Another forensic pathologist, Dr Justin Barry-Walsh, testified on Thursday that aspects of the case support the proposition that Akash was unaware he was morally wrong. Texts and witness accounts of his behaviour on the weeks before the killing suggest his personality had changed and he repeatedly referred to having his accounts hacked, Barry-Walsh pointed out.
In interviews with mental health personnel after his guilty plea, Akash said he was being followed by gang members who wanted to hurt him and he thought Kaur was colluding with them by giving them hand signals.
But the defendant's own account of what happened has changed multiple times over the past six years. Because of that, Dean said, he found Akash's actions immediately after the killing to be more important in making his assessment.
"Hiding evidence of the incident is more suggesting that he knew it was wrong," Dean testified.
Akash's three recorded interviews with police several days after Kaur's death - in which he initially said he knew nothing about her death, then suggested his own brother might be the culprit before leading police to the body but saying it was suicide - were also telling, the psychiatrist said.
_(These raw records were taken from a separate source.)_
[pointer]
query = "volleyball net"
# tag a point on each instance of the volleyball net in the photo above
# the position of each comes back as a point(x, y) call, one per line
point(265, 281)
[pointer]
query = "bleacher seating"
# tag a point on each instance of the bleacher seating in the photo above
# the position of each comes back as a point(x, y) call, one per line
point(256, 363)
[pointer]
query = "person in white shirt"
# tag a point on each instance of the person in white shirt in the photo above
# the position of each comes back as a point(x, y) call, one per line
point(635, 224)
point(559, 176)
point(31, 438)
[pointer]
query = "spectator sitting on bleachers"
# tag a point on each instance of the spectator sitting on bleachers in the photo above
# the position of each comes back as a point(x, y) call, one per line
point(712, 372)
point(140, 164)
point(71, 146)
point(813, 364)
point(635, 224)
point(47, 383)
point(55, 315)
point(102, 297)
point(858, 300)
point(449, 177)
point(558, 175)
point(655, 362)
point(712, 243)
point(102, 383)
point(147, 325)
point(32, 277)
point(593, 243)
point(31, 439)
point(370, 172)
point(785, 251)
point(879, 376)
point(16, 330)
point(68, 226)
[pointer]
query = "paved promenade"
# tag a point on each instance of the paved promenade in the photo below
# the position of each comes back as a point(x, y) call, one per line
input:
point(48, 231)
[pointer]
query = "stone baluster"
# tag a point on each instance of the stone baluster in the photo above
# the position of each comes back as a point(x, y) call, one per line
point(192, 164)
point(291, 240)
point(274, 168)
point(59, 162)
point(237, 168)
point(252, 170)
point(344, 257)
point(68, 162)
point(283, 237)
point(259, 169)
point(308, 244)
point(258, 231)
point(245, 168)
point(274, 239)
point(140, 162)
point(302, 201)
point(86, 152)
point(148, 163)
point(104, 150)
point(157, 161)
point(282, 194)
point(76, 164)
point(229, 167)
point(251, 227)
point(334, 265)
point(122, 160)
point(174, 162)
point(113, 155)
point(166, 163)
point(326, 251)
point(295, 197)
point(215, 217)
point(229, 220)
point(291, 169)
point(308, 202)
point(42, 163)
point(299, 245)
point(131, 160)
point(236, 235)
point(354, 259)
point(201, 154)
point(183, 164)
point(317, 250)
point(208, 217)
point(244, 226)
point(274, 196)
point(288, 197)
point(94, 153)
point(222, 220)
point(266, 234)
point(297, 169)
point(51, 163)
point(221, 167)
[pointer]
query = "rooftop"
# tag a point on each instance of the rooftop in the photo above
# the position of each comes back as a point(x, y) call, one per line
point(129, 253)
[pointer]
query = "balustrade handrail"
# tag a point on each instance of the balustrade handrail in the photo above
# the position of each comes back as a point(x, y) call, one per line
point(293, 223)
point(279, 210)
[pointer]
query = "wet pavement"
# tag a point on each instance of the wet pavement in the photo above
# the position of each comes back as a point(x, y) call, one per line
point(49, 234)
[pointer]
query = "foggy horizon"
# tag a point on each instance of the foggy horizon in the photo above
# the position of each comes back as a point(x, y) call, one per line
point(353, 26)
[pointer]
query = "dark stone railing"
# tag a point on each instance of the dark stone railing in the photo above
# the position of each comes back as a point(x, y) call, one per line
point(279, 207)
Dean said he had reviewed multiple police interviews of people who were later found to be legally insane. In some of them, the suspects are perplexed to be there "and expect to be released because they believe they've done nothing wrong", he said. Occasionally, a person is instead guarded - perhaps not trusting the police - and gives limited information. And other times "you might get a very mechanical account of the actions without any explanation", he said.
But Dean said giving police a deliberately deceitful account of what happened would be unusual "if they believe what they've done is morally justified".